О Джоне он много рассказывал. И нам всем казалось, что мы его тоже знаем.

— Джон — негр, — говорил Колька.

— А почему он на снимке-то розовый?

— Чудак, — улыбался Колька, — ведь фотография цветная. Ну, все окрашено… Мы с ним из одной кружки пиво пили, а один хмырь нас увидел, поморщился и сплюнул: «Как, мол, это, с черномазым пьешь…» А я демонстрацию устроил — еще одну кружку с Джоном пополам.

Мы восхищались Колькой. Он вырастал в наших глазах в великого борца за справедливость.

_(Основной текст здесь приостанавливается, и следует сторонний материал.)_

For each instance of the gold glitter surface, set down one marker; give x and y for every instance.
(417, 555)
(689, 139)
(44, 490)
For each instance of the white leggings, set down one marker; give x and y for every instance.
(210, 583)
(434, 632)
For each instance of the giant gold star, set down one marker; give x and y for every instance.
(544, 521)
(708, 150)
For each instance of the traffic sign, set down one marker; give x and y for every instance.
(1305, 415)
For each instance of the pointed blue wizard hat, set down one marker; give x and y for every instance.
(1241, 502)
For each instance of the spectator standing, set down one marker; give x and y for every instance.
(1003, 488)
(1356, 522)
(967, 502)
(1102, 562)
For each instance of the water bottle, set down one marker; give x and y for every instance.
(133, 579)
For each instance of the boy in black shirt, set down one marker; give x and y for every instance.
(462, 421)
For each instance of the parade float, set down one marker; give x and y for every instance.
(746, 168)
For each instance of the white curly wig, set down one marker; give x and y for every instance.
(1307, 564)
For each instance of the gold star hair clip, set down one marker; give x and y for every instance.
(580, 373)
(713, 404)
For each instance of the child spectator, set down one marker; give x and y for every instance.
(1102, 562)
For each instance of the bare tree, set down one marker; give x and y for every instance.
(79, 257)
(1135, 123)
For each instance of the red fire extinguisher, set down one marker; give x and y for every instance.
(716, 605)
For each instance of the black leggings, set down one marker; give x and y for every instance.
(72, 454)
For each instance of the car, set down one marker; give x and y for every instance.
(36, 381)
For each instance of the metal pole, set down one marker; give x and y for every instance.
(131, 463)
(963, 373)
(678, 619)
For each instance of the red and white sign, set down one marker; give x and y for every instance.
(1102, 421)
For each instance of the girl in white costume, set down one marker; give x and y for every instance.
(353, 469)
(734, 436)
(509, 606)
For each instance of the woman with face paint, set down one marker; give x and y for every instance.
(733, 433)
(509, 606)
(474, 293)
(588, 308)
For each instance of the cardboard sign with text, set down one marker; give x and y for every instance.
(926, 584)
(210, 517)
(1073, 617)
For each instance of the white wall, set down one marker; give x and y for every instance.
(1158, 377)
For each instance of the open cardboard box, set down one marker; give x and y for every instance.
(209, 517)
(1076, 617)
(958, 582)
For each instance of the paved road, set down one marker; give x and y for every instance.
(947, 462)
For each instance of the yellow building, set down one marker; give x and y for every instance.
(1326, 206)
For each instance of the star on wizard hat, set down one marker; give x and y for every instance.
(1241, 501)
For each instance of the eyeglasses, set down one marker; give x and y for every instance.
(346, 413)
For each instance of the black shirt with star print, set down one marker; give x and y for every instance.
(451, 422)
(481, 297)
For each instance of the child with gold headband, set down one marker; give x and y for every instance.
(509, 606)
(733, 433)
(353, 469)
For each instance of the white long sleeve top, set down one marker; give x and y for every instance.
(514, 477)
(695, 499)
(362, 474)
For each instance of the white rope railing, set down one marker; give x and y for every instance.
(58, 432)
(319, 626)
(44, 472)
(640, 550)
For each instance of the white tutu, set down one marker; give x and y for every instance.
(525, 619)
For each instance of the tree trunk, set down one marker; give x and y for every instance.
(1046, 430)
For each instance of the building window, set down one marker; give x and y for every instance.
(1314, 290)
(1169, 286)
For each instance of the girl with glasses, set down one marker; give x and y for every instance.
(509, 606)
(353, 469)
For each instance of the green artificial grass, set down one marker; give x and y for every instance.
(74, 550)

Колька был человеком из другого мира: он видел пальмы, негров, океан, сам вкалывал на палубе… А мы—только обстрелы, смерти, голод… И мы единодушно признали Кольку нашим верховодом. Если кто-нибудь из старших ребят приставал к нам, мы говорили:

— Кольке скажу!

— Какому Кольке? — заносчиво вопрошал тот.

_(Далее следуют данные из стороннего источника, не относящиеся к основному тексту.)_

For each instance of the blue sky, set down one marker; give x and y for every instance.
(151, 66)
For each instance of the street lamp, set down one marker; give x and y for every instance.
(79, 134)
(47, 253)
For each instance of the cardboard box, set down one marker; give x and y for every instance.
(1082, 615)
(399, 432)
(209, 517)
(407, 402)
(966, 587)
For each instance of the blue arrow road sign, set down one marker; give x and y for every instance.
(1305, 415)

— Кольке из Сан-Франциско!

— Ну иди, иди, — примирительно отступал обидчик.

С Колькой связываться ему не хотелось.

В начале сорок пятого…

Это было в начале сорок пятого. Нас, шестнадцатилетних допризывников, вызвали на медицинское освидетельствование для воинской приписки. Почти весь класс отправился в военкомат.

Там нас заставили раздеться донага, и мы смущенно ходили от врача к врачу, которые обстукивали и выслушивали наши худенькие тела.

А потом, также нагишом, мы подходили к столу, где сидела комиссия с полковником во главе.

Полковник спрашивал:

— В какой части служить желаете?

Мои товарищи называли артиллерию, флот, связь, некоторые — внутренние войска.

Когда подошла моя очередь и я предстал перед офицерами, сердце сумасшедше застучало, и я тихо произнес:

— Я — в кавалерию…

Полковник вскинул глаза:

— Куда?

— В кавалерию… — еще тише произнес я, словно стесняясь чего-то.

Полковник придвинул к себе ближе мою индивидуальную карточку, пробежал ее:

— У вас не совсем полноценное зрение. А когда эскадроны идут — пыль до небес…

— Я привыкну, товарищ полковник, — прошептал я.

— Ну, что же, — сказал он, обратившись к своим коллегам, — как поступим?

— Нам нужна в донских частях городская прослойка, — заметил один военный.

— Припишем его к донцам, — заключил полковник.

Я стоял не шелохнувшись, голый и, видимо, жалкий.

— Идите, — разрешил полковник.

— Могу считать себя принятым? — спросил я и пунцово покраснел.

— Можете, — офицеры рассмеялись.

С тех пор до самого конца войны я все ждал, что вот-вот меня вызовут и пошлют в донские казачьи части сначала на выучку, а потом… И я уже видел себя в развевающейся бурке, с высоко поднятой над головой саблей, видел себя таким, ну, почти совсем таким, каким был мальчик-гусар, граф Петя Ростов.

Настя

Самое жесчокое состояло в том, что получила Настя «похоронку» на другой день после праздника Победы.

Еще накануне достала она из сундука довоенное цветастое платье, долго разглядывала его, расправляла складки, и когда гладила утюгом, то была весела, как будто шла по зацветшему лугу.